Many domains—not just online social networks—ignore this principle and simply focus on size. Bureaucracy plagues large corporations because efficiency decreases as the number of employees increase. Management fads such as “reengineering” attempt to address this problem, but few (if any) are successful. The banking industry continues to grow, but we’ve seen the consequences of financial breakpoints, suggesting that in the long run many small banks are more effective than a few large ones. Restaurants and big-box stores advertise their tremendous selections, but the mind encounters tyranny of choice problems when it is exposed to only a half dozen options or so—after that, cognitive overload sets in and deciding rationally becomes impossible. Concentrating on quantity is myopic; we should expect breakpoints and learn how to respond to them.

This is where Wikipedia finds itself. Today it is growing at less than half the rate of 2006 in terms of new content; it is also losing editors every month. One reason, of course, is that all the low hanging fruit is gone. A Darwin enthusiast, to pick a random example, has much less to contribute to the page on The Beagle compared to the early days. But Wikipedia’s virtual lichen, so to speak, are not depleted. Wikipedia must figure out how to balance quality and quantity. “Once you have sufficient growth, pulling back paradoxically drives momentum forward,” says Stibel.

The future of the Internet is in a similar position. The web is so widespread that it appears to be here to stay, but Stibel is skeptical because hypergrowth is often a sign of imminent downfall. The Internet has hit breakpoints in the past and responded well—dial-up, broadband, fiber optics—but a point will come when the Web will be so large that it will demand a significant portion of energy (perhaps 20 percent of total global output). Once this happens, the solution is not more bandwidth. Like adding lanes to a highway, more bandwidth is a small improvement that avoids a larger problem. Something fundamental must change (mobile, Google Glass, brain implants?).

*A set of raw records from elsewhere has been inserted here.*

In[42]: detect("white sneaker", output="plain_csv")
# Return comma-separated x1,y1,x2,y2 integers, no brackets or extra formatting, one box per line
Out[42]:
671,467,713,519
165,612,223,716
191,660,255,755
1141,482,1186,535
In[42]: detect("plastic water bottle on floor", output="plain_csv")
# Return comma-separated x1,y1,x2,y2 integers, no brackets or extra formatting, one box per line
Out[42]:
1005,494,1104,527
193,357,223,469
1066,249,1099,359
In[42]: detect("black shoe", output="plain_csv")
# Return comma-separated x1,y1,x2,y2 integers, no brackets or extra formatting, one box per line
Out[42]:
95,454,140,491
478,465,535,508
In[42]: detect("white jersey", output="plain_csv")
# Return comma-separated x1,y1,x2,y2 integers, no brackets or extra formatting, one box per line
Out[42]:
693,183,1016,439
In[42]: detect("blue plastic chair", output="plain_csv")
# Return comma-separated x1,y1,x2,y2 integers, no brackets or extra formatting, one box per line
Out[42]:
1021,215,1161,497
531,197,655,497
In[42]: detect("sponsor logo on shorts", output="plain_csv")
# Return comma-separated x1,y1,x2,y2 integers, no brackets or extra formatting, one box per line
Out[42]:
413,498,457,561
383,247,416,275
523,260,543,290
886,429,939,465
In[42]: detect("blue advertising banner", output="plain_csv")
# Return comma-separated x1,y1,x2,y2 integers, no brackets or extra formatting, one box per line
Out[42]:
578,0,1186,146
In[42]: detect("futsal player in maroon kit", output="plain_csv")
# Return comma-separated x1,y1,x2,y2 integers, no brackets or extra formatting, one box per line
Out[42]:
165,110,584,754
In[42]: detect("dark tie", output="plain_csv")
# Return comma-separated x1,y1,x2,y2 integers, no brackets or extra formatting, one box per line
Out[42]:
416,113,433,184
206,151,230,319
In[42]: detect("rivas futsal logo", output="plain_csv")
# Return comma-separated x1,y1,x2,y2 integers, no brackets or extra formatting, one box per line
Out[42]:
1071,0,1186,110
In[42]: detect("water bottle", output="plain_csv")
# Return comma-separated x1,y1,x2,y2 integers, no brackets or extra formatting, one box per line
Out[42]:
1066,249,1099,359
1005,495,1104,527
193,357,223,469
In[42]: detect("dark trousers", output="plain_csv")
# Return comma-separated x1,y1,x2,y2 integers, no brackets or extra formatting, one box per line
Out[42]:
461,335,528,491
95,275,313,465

No network can last forever—a fact of life that applies to humans as well as reindeer. The population on Easter Island—the Rapa Nui civilization—grew from a couple hundred in the thirteenth century to around 15,000 by the beginning of the seventeenth century. By 1700, the number of Rapa Nui diminished to 2,500. Like the reindeer, they exhausted their resources. In their case, it was the trees; they cut down so many at such a fast rate that the ecosystem collapsed. Without trees they could not build homes for shelter or canoes for fishing. Cannibalism eventually set in. 

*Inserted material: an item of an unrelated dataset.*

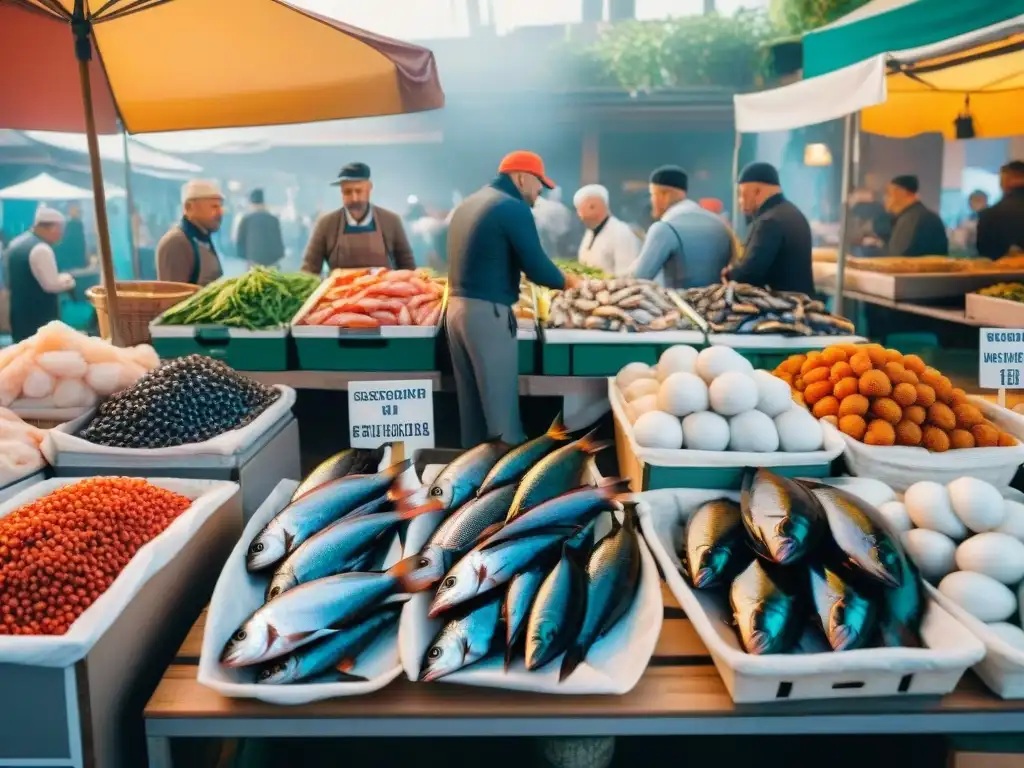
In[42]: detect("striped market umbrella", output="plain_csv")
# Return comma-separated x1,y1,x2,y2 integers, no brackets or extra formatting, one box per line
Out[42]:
0,0,444,341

In Song of the Dodo*, David Quammen explores evolution through the lens of “island biogeography,” or the study of isolated communities such as the Galapagos, Mauritius, or a Pacific atoll. One discovery is that a large population is more robust than a small one, but on an island, any species is a single catastrophic event—a new predator, disease or natural disaster—away from extinction.

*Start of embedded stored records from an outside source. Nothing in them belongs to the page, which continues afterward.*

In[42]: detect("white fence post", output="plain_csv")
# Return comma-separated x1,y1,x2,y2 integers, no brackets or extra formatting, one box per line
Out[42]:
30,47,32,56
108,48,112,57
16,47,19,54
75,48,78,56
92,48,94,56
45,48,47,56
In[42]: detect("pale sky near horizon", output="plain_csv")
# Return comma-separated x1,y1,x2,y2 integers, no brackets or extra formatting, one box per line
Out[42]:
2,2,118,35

The implication is that Earth is itself an island, and we humans, living in a pre-breakpoint era, are more fragile than we think. Growth, after all, is easy. Responding to a breakpoint is hard—over 99.9 percent of species that have ever existed on Earth are in the graveyard. Post breakpoint networks are stronger and more intelligent than large, pre-breakpoint networks. Or as the Stoics said, you are only as strong as the worst adversity you’ve overcome.